The Hedonic Treadmill

Imagine you are on a treadmill and your reward is a cup of coffee. The coffee costs $1. You earn the coffee and feel good about yourself. Pretty soon you’re earning $1 coffees on a daily basis and it doesn’t motivate you anymore. You go get yourself a $5 Starbucks coffee that does the same job that the $1 coffee did. The fascination dies away in some time and you crave something better and more expensive next to provide you the motivation…

This was my most favourite concept from the book. Money cannot guarantee happiness and the more you try to make it so, the more entwined you are in its grip.

Mai Pen Lai or Let it Go

This one is from the Thais.
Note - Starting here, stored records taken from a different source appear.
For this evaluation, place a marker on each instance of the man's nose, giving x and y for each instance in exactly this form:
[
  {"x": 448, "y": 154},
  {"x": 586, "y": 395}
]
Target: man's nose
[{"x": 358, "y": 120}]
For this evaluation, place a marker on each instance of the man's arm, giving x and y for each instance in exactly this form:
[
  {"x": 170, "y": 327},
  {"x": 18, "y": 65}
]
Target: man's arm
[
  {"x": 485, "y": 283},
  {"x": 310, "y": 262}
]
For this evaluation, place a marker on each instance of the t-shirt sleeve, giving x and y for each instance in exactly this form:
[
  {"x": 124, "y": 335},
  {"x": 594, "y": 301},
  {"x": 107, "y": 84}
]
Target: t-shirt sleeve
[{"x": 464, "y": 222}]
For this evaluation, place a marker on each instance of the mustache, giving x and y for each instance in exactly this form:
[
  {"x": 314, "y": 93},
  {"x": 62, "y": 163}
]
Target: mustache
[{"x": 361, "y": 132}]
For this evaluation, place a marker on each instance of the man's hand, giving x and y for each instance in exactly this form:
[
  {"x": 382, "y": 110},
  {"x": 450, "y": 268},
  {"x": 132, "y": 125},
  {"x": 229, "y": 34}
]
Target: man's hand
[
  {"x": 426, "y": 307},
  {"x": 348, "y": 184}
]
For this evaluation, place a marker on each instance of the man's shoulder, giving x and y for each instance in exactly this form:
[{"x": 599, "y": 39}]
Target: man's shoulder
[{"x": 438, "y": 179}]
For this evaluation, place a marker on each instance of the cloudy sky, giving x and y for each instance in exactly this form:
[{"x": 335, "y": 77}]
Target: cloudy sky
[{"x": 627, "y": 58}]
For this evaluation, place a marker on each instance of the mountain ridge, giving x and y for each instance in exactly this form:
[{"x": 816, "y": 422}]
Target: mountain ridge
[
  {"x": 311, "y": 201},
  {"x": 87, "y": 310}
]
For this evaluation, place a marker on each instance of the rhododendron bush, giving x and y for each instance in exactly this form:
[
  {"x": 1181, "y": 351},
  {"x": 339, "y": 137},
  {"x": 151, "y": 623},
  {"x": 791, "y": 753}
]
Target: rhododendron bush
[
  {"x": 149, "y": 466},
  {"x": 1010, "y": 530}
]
They believe in the process of living happily, as opposed to the end goal of being happy. Life is an infinite game and setbacks or successes are to be treated with the same attitude of Mai Pen Lai.

This reminded me of the my favourite line from the Gita: “Do your duty; lay not claim to its fruits”.

Happiness can be Aural 

Have you ever experienced a rush of memories when you hear a long forgotten sound? I do, frequently, and as it turns out, a lot of happiness is associated with the sounds of a place/person! The next time you feel like you’re having a good time that would qualify as a great memory, try to capture it in sound 🙂

“The good life cannot be mere indulgence. It must contain a measure of grit and truth”, or the need for messiness in one’s life to remain happy. Perfection is overrated. Listen up, Singapore!

“Happiness is 100% relational. There is no such thing as a ‘personal happiness’. Happiness acquires meaning once you share it with others.. it is connective tissue”. (Still trying to wrap my head around this one).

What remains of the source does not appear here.